22. Money having been found in possession of respondent No. 1, he miserably failed to offer a convincing explanation that he had no intention either to steal or misappropriate the same. His whole conduct wholly falsified his ipsi dixit that he had no dishonest intention of misusing the money. Even believing his version that he came into possession of money at 10.30 p.m., when he was driving the bus, having found it in the cabin, his conduct in not trying to ascertain as to whom the money belongs, is sufficient to come to a safe conclusion that respondent No. 1 had the mala fide intention of retaining the money. He farther confounded his conduct in retaining the money with him till the owner of money made a complaint and not disclosing that he found the money at least when the Conductor was checking some of the passengers. I have no reason whatsoever to doubt the veracity of the evidence of Conductor who is a truthful witness and who has no axe to grind against respondent No. 1.

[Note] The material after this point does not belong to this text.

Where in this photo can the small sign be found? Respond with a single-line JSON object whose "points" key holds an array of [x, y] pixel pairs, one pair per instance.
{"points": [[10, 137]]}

23. The view taken by the Labour Court that the non-examination of Sharfuddin, the passenger who lost money is fatal, is wholly unsustainable. The approach of the Labour Court clearly suggests as if it was adjudicating a criminal case and not a dispute arising in a departmental proceedings, where, as already noted hereinabove, preponderance of probabilities is sufficient to hold an employee guilty. The manner in which it re-appreciated the evidence is alien to review of orders passed in disciplinary proceedings. Its reasoning that non-examination of the complainant in the enquiry is fatal is not sustainable because the evidence on record is sufficient to prove the misconduct of respondent No. 1. Its further finding that Venkatesham supported the version of respondent No. 1 is not wholly correct since, he categorically stated that money was found in possession of respondent No. 1 and that on the insistence of the Conductor, he handed it over to the passenger. To this extent, his evidence corroborates with the evidence of the Conductor. Though in his cross-examination he evidently sought to oblige respondent No. 1, that does not make any difference in view of his statement that money was recovered from respondent No. 1. The evidence as discussed above satisfies the test of preponderance of probabilities that respondent No. 1 had the dishonest intention of retaining the money belonging to a passenger. In my considered opinion the conduct of respondent No. 1 certainly constitutes attempt on his part to commit theft or steal the money belonging to a passenger. The award of the Labour Court on charge No. 1 cannot therefore, be sustained.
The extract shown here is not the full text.